The global philanthropic foundation announces a call to action on the subject of HANDS, our creative tools.
What can we do with our hands – fashion, craft, build, communicate? Material can be posted on BE OPEN’S Twitter, Instagram or website, with submissions being invited from 6 September 2014 through to 6February 2015. Entries will be appraised and uploaded as they come in, to www.beopensocial.com/hands.
The BE OPEN team will work with an international jury to select one winner of the HANDS project, who will then be invited on a three-day, all-expenses paid trip to Milan EXPO.
HANDS is the preamble to BE OPEN’s major project for 2015: participation in Milan’s EXPO 2015. The foundation will create a showcase that responds to the EXPO theme “Feeding the Planet, Energy for Life”, revealing shared values and interests in supporting creative thinking that can power the future.
The project links to BE OPEN’s ongoing research entitled “Made in …”, an investigation into the handmade and how to ensure its survival in the future. This is at once a local and global concept: looking at existing craft practices and then cross-pollinating it with today’s most experimental design exponents to see how traditional skills can be adapted to compete in today’s highly demanding world marketplace.
Hands are the link between our bodies and the world. They are the primal tools:powerful, practical, sensitive, spiritual. Kant described a man’s hands as his “outer brain”, while Jung remarked: “Often the hands will solve a mystery that the intellect has struggled with in vain.” Hands convey our moods, give emphasis to our speech; they allow us to grasp life, literally and figuratively.

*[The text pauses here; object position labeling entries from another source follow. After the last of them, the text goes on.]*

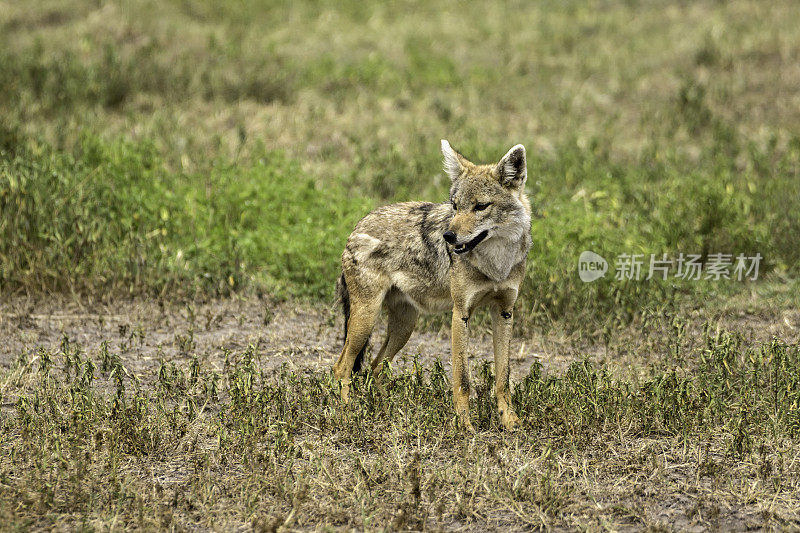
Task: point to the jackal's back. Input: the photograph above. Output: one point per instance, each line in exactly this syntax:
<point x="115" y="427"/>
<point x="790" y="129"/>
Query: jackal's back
<point x="400" y="246"/>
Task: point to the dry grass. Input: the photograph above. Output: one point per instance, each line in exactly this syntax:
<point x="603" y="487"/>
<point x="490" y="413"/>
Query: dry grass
<point x="699" y="432"/>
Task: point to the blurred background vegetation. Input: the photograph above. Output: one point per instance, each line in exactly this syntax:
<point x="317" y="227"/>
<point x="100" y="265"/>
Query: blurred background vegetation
<point x="193" y="148"/>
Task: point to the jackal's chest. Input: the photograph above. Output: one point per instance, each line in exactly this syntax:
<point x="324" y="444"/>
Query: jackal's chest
<point x="429" y="294"/>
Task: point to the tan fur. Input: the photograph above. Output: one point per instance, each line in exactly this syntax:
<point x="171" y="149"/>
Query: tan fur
<point x="397" y="259"/>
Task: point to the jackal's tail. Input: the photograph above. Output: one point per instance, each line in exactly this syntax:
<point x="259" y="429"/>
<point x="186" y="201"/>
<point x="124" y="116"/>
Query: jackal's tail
<point x="344" y="297"/>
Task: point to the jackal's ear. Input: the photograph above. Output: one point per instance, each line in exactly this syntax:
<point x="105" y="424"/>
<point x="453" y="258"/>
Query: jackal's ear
<point x="512" y="169"/>
<point x="454" y="163"/>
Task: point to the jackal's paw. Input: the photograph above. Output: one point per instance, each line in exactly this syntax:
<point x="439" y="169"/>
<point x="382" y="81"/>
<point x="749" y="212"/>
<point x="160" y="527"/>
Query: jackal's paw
<point x="509" y="419"/>
<point x="344" y="391"/>
<point x="465" y="424"/>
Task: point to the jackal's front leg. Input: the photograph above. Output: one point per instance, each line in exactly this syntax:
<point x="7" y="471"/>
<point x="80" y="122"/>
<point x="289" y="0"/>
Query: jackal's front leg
<point x="460" y="368"/>
<point x="502" y="322"/>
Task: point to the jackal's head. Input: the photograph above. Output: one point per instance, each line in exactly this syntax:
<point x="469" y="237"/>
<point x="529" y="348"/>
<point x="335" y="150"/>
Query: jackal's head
<point x="488" y="200"/>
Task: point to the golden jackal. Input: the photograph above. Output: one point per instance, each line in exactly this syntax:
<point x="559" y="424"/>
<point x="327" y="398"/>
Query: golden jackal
<point x="417" y="257"/>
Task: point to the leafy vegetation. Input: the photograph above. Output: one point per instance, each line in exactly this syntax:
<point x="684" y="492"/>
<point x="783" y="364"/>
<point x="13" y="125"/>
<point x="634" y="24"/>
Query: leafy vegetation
<point x="110" y="216"/>
<point x="156" y="119"/>
<point x="179" y="152"/>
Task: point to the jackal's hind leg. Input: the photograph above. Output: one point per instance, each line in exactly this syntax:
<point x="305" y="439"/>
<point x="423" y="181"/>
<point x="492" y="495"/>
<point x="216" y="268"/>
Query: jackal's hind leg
<point x="359" y="327"/>
<point x="401" y="319"/>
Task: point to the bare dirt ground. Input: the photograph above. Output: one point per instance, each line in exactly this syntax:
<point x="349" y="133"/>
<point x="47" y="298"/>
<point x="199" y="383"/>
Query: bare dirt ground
<point x="309" y="337"/>
<point x="652" y="482"/>
<point x="301" y="336"/>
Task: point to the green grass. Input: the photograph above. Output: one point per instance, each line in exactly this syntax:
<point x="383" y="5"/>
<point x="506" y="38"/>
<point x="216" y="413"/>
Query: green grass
<point x="194" y="148"/>
<point x="109" y="217"/>
<point x="88" y="443"/>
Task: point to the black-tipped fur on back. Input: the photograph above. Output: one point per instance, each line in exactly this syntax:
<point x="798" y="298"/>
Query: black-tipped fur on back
<point x="344" y="296"/>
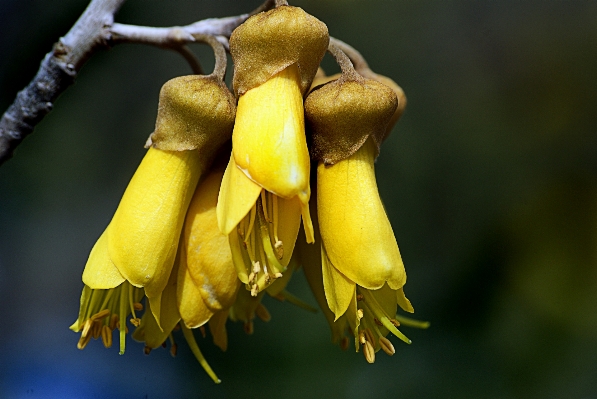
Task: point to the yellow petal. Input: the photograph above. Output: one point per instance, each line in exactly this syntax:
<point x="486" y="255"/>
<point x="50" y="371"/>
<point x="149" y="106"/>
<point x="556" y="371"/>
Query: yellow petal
<point x="144" y="233"/>
<point x="192" y="309"/>
<point x="354" y="226"/>
<point x="208" y="256"/>
<point x="217" y="327"/>
<point x="268" y="141"/>
<point x="154" y="333"/>
<point x="238" y="195"/>
<point x="339" y="289"/>
<point x="100" y="272"/>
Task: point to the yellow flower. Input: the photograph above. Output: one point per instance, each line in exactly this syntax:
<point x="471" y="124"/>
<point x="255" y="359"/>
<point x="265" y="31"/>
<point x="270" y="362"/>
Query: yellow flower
<point x="265" y="188"/>
<point x="363" y="273"/>
<point x="138" y="247"/>
<point x="207" y="281"/>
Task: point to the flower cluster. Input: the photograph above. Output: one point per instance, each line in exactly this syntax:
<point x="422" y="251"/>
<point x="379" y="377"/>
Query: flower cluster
<point x="210" y="220"/>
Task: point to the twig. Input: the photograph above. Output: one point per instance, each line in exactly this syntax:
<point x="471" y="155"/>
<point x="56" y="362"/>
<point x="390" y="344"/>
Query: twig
<point x="95" y="29"/>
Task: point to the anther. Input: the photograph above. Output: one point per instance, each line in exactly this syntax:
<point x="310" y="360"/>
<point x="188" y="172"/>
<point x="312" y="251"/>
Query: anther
<point x="113" y="322"/>
<point x="96" y="329"/>
<point x="83" y="341"/>
<point x="344" y="343"/>
<point x="248" y="327"/>
<point x="369" y="352"/>
<point x="369" y="336"/>
<point x="100" y="315"/>
<point x="136" y="321"/>
<point x="279" y="247"/>
<point x="386" y="346"/>
<point x="362" y="338"/>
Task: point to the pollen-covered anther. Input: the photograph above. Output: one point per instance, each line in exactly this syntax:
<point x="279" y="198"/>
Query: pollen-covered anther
<point x="83" y="341"/>
<point x="344" y="343"/>
<point x="360" y="314"/>
<point x="362" y="338"/>
<point x="279" y="247"/>
<point x="173" y="350"/>
<point x="369" y="336"/>
<point x="114" y="323"/>
<point x="135" y="321"/>
<point x="248" y="327"/>
<point x="262" y="312"/>
<point x="369" y="352"/>
<point x="96" y="329"/>
<point x="386" y="346"/>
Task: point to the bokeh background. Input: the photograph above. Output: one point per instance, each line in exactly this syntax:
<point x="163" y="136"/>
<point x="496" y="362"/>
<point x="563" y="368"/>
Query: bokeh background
<point x="489" y="179"/>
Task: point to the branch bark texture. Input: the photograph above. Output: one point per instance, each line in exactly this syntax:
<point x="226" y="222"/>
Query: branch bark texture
<point x="95" y="29"/>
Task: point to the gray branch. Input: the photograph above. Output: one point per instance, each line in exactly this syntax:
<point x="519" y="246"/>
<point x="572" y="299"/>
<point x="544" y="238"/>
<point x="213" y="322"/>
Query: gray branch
<point x="95" y="29"/>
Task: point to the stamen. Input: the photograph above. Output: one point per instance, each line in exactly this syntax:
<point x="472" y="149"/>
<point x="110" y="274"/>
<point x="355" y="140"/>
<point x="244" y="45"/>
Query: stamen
<point x="251" y="223"/>
<point x="83" y="341"/>
<point x="264" y="203"/>
<point x="86" y="327"/>
<point x="407" y="321"/>
<point x="188" y="334"/>
<point x="96" y="329"/>
<point x="369" y="352"/>
<point x="386" y="346"/>
<point x="248" y="327"/>
<point x="369" y="337"/>
<point x="262" y="312"/>
<point x="344" y="343"/>
<point x="113" y="321"/>
<point x="100" y="315"/>
<point x="173" y="346"/>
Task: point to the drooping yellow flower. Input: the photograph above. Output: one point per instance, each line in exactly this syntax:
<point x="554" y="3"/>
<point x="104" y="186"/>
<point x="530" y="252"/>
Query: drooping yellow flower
<point x="363" y="273"/>
<point x="207" y="281"/>
<point x="265" y="189"/>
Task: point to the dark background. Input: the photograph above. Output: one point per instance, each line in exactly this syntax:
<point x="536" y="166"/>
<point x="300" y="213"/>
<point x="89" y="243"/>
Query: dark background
<point x="489" y="179"/>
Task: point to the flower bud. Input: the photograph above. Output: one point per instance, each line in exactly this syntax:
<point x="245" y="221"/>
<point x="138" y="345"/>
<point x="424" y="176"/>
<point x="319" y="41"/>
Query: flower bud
<point x="341" y="115"/>
<point x="269" y="42"/>
<point x="194" y="112"/>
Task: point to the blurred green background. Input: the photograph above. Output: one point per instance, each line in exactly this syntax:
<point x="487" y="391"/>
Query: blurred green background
<point x="489" y="180"/>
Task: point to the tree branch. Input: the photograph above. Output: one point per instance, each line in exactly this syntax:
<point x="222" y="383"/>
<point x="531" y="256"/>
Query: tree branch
<point x="95" y="29"/>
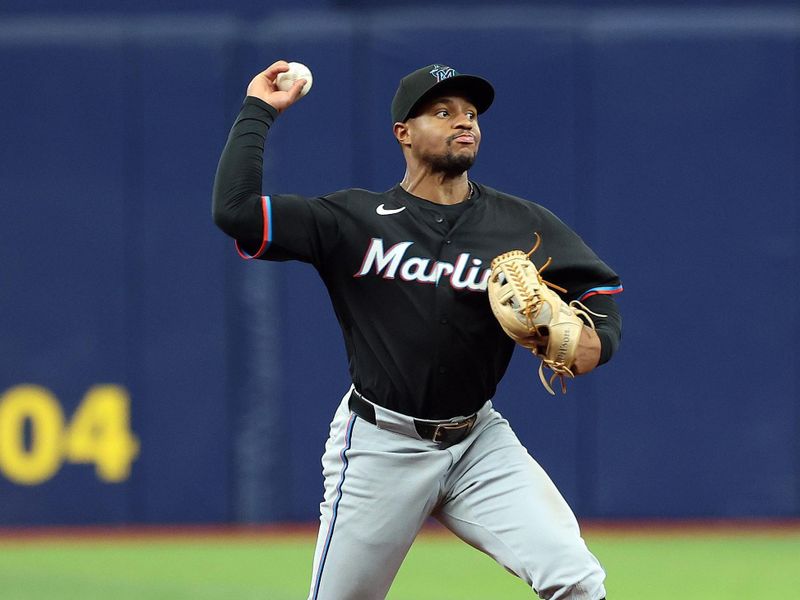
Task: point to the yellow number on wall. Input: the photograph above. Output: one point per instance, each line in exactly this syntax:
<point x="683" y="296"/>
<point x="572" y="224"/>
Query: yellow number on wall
<point x="38" y="460"/>
<point x="100" y="433"/>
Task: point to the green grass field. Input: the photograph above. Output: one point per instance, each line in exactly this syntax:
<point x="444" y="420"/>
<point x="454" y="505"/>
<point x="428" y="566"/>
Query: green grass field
<point x="659" y="566"/>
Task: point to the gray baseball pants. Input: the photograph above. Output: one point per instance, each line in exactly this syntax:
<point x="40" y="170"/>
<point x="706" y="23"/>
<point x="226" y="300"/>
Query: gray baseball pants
<point x="382" y="483"/>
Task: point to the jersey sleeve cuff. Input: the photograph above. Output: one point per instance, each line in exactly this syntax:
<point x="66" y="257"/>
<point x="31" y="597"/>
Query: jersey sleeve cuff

BE OPEN Founder Elena Baturina says: “I am looking forward to seeing the responses to this typically open-ended BE OPEN project. The idea is to allow entrants as much freedom as possible in the interpretation of the theme, so that we generate some profoundly unusual thoughts and responses. This is what I enjoy about BE OPEN’s work – the fact that it celebrates the outsider and the tangential thinker because, often, that is where true creativity lies.”